Dr Anqing (Andy) Fu is the Director of Corrosion and Protection Research Center of CNPC TGRI (Tubular Goods Research Institute of China National Petroleum Corporation). Dr. Fu graduated from University of Calgary in 2010 and obtained PhD degree in energy and environment. Andy has more than 14 years of working experience in corrosion and protection of the oil & gas industry, and he specialises in electrochemical corrosion, stress corrosion cracking, corrosion failure analysis of OCTG, anti-corrosion techniques (inhibitor, organic/metallic coating, and clad pipe) R&D, and pipeline and wellbore integrity management.

Abstract: Corrosion is a great threat in the oil and gas industry, including upstream oil and gas fields, middle-stream transmission pipelines, and downstream refineries. Much more attention needs to be paid to corrosion not merely due to the economic issue in terms of oil and gas loss but also to safety and environmental considerations. Firstly, several typical case studies of downhole tubing and gathering pipeline corrosion collected from the field were analysed. Secondly, microbiologically influenced corrosion (MIC) in the shale gas production system was investigated. MIC is prevalent in the shale gas production system due to the bacteria generation in recycled fracture fluid. Thirdly, Carbon Capture, Utilisation, and Storage (CCUS) is a substantial measure to realise carbon neutrality, while CO₂-induced corrosion is nonnegligible. Typical failures in terms of supercritical CO₂ corrosion, sour impurity gas-induced stress corrosion cracking, and packer rubber sealing failure were analysed in CCUS-CO₂ injection and production wells. Fourthly, hydrogen is regarded as the ultimate clean energy; pipelines are regarded as the most economical and effective means for transporting H₂ in a gaseous state. The difference between gaseous hydrogen and ionic (cathodic) hydrogen-induced damage to pipelines was compared, and three typical facilities for gaseous hydrogen-mechanical interaction, gaseous hydrogen permeation, and content tests by TDS were introduced. Finally, corrosion protection technologies developed by CNPC TGRI, including inhibitors, organic coatings, and metallurgically clad pipes, were introduced; moreover, several challenges for corrosion and protection research in the oil and gas and new energy industries were summarised.

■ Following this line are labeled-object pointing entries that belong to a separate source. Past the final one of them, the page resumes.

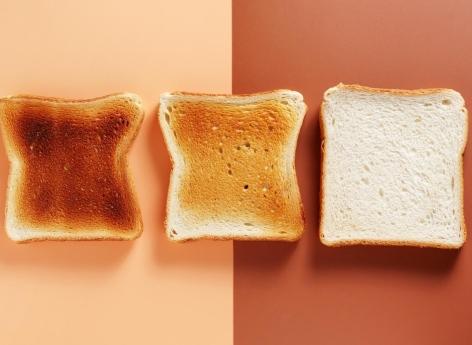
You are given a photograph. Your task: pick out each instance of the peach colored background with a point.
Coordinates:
(144, 292)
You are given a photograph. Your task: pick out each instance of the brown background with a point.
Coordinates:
(306, 293)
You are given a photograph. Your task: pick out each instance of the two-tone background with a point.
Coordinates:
(151, 291)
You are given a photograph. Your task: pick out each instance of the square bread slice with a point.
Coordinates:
(233, 171)
(69, 177)
(392, 167)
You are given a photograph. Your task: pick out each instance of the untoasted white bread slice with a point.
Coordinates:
(69, 176)
(233, 171)
(392, 167)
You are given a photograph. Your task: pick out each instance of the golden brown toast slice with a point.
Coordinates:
(233, 165)
(69, 177)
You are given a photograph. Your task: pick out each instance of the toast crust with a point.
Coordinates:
(239, 113)
(69, 177)
(324, 138)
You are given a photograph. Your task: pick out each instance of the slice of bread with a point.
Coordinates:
(392, 167)
(69, 177)
(233, 165)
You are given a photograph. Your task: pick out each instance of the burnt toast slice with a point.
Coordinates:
(69, 177)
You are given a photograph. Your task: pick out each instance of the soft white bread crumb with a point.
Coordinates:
(392, 167)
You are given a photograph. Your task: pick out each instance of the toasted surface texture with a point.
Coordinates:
(69, 176)
(233, 175)
(392, 167)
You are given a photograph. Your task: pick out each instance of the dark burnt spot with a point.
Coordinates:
(41, 201)
(112, 126)
(114, 208)
(36, 134)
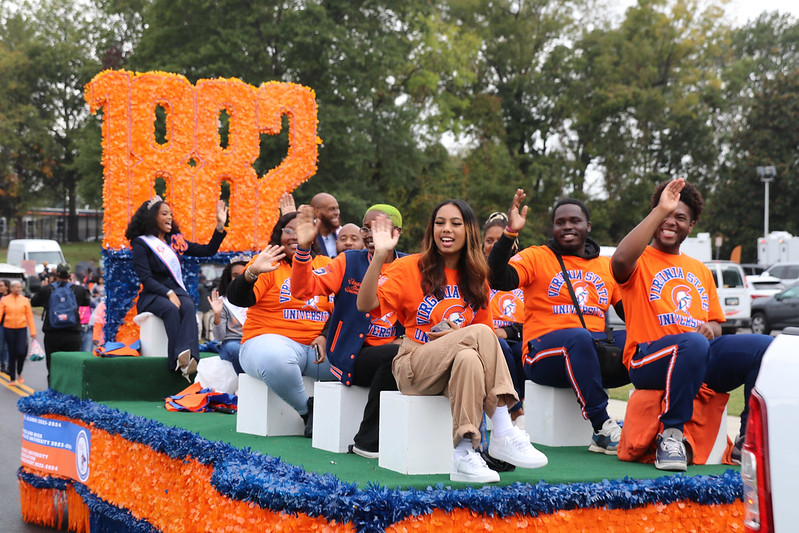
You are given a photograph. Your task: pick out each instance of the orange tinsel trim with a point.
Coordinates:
(43, 507)
(681, 516)
(77, 512)
(176, 495)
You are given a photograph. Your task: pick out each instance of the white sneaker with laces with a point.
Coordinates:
(471, 468)
(515, 448)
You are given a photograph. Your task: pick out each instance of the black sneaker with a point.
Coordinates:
(497, 465)
(735, 455)
(308, 433)
(363, 452)
(670, 453)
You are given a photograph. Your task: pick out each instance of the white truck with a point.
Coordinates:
(769, 459)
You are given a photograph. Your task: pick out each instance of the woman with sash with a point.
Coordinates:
(158, 250)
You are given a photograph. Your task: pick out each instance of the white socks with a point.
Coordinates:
(501, 421)
(464, 446)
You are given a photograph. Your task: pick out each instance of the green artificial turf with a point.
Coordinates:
(566, 465)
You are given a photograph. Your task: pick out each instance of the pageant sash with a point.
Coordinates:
(166, 254)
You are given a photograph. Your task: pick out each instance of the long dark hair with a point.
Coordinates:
(143, 221)
(472, 263)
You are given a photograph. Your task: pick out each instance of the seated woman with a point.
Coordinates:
(228, 318)
(441, 298)
(283, 337)
(558, 350)
(158, 249)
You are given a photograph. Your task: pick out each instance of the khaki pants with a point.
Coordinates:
(466, 366)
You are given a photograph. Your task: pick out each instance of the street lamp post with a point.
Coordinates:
(767, 175)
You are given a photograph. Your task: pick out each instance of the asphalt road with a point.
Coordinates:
(35, 374)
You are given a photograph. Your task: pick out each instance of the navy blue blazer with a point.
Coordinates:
(155, 276)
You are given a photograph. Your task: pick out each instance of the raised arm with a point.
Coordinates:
(633, 245)
(501, 275)
(385, 238)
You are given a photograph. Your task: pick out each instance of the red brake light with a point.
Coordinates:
(755, 469)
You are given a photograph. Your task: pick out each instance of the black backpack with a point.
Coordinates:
(63, 307)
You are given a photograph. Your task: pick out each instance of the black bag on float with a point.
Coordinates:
(610, 355)
(611, 363)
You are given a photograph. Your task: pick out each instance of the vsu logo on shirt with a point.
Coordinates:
(582, 283)
(383, 326)
(432, 311)
(682, 295)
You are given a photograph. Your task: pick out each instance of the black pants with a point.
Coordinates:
(373, 370)
(180, 325)
(17, 344)
(60, 341)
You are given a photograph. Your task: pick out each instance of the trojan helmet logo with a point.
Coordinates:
(581, 292)
(681, 296)
(313, 303)
(385, 319)
(508, 305)
(455, 313)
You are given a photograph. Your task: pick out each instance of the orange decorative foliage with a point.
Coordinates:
(192, 161)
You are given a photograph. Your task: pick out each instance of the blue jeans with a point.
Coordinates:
(229, 351)
(281, 362)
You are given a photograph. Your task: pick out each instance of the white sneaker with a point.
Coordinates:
(515, 448)
(471, 468)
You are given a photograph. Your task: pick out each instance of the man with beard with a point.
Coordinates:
(360, 347)
(558, 351)
(675, 342)
(328, 222)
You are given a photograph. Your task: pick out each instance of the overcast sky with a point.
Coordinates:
(743, 10)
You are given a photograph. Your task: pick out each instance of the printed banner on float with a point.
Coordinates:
(56, 447)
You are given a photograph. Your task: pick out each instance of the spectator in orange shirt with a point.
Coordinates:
(558, 350)
(441, 297)
(16, 315)
(283, 337)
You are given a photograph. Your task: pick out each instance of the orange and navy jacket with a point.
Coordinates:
(277, 311)
(400, 291)
(349, 329)
(548, 305)
(16, 313)
(667, 294)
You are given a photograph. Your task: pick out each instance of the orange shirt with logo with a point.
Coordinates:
(16, 313)
(277, 311)
(547, 304)
(400, 290)
(667, 294)
(507, 307)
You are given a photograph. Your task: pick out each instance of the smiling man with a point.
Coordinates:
(674, 340)
(328, 222)
(558, 351)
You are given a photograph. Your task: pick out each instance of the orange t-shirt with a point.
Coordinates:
(547, 304)
(307, 282)
(276, 311)
(665, 295)
(16, 313)
(400, 290)
(507, 307)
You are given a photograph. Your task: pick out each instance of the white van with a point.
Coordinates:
(735, 296)
(39, 251)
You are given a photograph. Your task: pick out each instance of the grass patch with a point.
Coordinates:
(734, 406)
(74, 252)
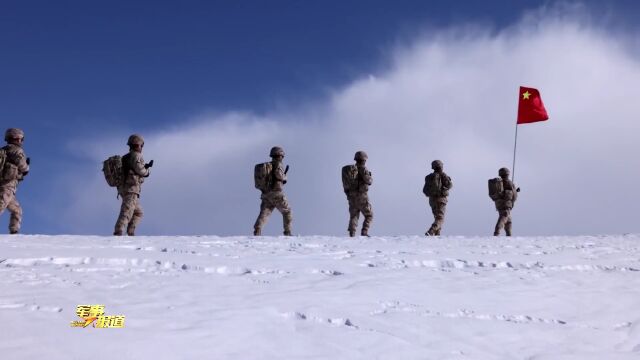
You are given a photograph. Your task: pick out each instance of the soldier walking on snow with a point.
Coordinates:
(270, 178)
(504, 194)
(134, 172)
(14, 166)
(436, 188)
(356, 180)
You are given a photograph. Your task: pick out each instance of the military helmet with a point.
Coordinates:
(276, 151)
(360, 156)
(135, 139)
(13, 133)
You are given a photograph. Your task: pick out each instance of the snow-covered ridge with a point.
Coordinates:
(325, 297)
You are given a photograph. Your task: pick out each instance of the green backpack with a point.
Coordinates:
(262, 176)
(113, 171)
(432, 185)
(496, 188)
(350, 177)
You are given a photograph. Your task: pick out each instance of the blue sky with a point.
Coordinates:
(77, 70)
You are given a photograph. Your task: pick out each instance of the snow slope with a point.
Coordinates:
(314, 297)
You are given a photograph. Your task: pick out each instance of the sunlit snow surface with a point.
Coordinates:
(316, 297)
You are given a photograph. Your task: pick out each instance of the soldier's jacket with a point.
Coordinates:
(446, 182)
(508, 196)
(364, 181)
(133, 167)
(15, 167)
(279, 177)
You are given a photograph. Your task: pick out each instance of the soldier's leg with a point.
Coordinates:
(502, 219)
(287, 218)
(135, 219)
(367, 211)
(16, 215)
(438, 214)
(6, 196)
(354, 216)
(508, 223)
(433, 229)
(126, 212)
(265, 210)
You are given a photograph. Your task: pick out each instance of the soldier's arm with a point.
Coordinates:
(23, 166)
(279, 174)
(138, 167)
(365, 175)
(447, 184)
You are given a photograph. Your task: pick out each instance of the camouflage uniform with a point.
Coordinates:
(15, 169)
(274, 198)
(131, 212)
(358, 197)
(504, 204)
(438, 202)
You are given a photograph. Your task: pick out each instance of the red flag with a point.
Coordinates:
(530, 106)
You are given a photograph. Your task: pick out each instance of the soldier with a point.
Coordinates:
(436, 188)
(358, 197)
(273, 195)
(504, 201)
(16, 167)
(134, 171)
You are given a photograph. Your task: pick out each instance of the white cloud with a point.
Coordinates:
(451, 95)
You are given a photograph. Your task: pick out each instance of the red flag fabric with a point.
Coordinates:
(530, 106)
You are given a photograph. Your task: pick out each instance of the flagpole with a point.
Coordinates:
(515, 144)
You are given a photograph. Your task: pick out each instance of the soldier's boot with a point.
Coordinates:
(431, 231)
(287, 219)
(135, 220)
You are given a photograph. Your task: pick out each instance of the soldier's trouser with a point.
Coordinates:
(438, 208)
(504, 221)
(8, 201)
(359, 203)
(274, 200)
(130, 214)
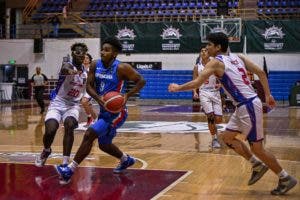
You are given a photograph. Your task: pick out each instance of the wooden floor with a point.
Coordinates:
(214, 174)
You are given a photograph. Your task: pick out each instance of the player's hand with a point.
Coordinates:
(270, 101)
(173, 87)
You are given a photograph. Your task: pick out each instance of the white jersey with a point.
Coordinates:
(70, 88)
(235, 80)
(210, 83)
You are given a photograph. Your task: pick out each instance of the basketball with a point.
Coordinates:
(113, 101)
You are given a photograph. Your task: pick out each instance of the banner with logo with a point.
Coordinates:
(273, 36)
(155, 37)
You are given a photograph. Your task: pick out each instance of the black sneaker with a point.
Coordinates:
(257, 172)
(284, 185)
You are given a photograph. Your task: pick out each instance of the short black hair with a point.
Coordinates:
(113, 41)
(83, 45)
(219, 38)
(90, 57)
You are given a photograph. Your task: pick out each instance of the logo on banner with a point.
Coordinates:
(124, 35)
(170, 34)
(273, 35)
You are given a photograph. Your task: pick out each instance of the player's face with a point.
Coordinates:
(204, 53)
(212, 49)
(107, 53)
(86, 60)
(78, 54)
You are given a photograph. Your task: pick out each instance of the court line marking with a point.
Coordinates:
(171, 186)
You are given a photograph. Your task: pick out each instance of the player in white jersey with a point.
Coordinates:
(247, 120)
(210, 98)
(85, 101)
(65, 105)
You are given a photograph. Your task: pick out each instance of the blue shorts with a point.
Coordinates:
(106, 125)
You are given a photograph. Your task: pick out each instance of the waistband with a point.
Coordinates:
(245, 102)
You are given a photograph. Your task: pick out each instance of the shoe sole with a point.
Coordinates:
(61, 182)
(259, 177)
(288, 189)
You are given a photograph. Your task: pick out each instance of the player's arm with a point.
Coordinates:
(126, 72)
(195, 75)
(262, 77)
(90, 84)
(210, 69)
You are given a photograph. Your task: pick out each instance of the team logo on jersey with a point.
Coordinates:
(273, 35)
(171, 34)
(126, 34)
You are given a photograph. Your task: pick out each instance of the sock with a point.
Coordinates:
(124, 157)
(254, 161)
(73, 165)
(66, 159)
(282, 174)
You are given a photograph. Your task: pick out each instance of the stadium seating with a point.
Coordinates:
(281, 83)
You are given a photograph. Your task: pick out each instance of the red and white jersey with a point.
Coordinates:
(210, 84)
(70, 88)
(235, 80)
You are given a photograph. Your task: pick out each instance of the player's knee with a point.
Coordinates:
(70, 123)
(211, 118)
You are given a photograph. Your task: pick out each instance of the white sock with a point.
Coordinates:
(73, 165)
(253, 160)
(66, 159)
(124, 157)
(282, 174)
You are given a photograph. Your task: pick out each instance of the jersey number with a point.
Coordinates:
(244, 76)
(73, 93)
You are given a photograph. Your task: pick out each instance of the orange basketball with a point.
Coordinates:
(113, 101)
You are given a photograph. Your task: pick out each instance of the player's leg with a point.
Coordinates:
(51, 125)
(286, 182)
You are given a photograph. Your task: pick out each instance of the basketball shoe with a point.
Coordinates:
(41, 160)
(258, 171)
(125, 164)
(65, 173)
(284, 185)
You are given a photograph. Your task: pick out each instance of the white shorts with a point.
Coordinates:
(248, 120)
(59, 110)
(211, 102)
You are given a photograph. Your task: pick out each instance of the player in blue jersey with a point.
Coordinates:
(65, 105)
(247, 120)
(105, 75)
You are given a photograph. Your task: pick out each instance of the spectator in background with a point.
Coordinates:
(55, 22)
(39, 81)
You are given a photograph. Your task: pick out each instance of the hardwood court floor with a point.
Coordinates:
(167, 138)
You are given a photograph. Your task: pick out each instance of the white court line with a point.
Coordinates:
(171, 186)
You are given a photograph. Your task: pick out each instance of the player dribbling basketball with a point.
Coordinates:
(106, 74)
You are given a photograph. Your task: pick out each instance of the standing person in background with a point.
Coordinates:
(247, 120)
(39, 81)
(85, 101)
(210, 98)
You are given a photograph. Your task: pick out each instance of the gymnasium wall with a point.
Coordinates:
(55, 49)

Presentation 2 – Spontaneous Inhibition Phenomena of Corrosion in CCUS System and Their Mechanisms by Professor Yong Xiang

Yong Xiang serves as a professor and doctoral supervisor at the College of Mechanical and Transportation Engineering, China University of Petroleum, Beijing. He is the director of the Laboratory for Low Carbon Energy Equipment and Materials Protection and the deputy dean of the Ocean Engineering Institute. He received both his bachelor’s and doctoral degrees from Tsinghua University, and he was also the post-doctoral researcher of Ohio University. Yong Xiang is an active member of several committees under the China Society for Corrosion and Protection, including the Corrosion Inhibitors and Water Treatment, Oil and Gas Field and Pipeline Corrosion and Safety, and Non-metallic Corrosion-Resistant Materials committees.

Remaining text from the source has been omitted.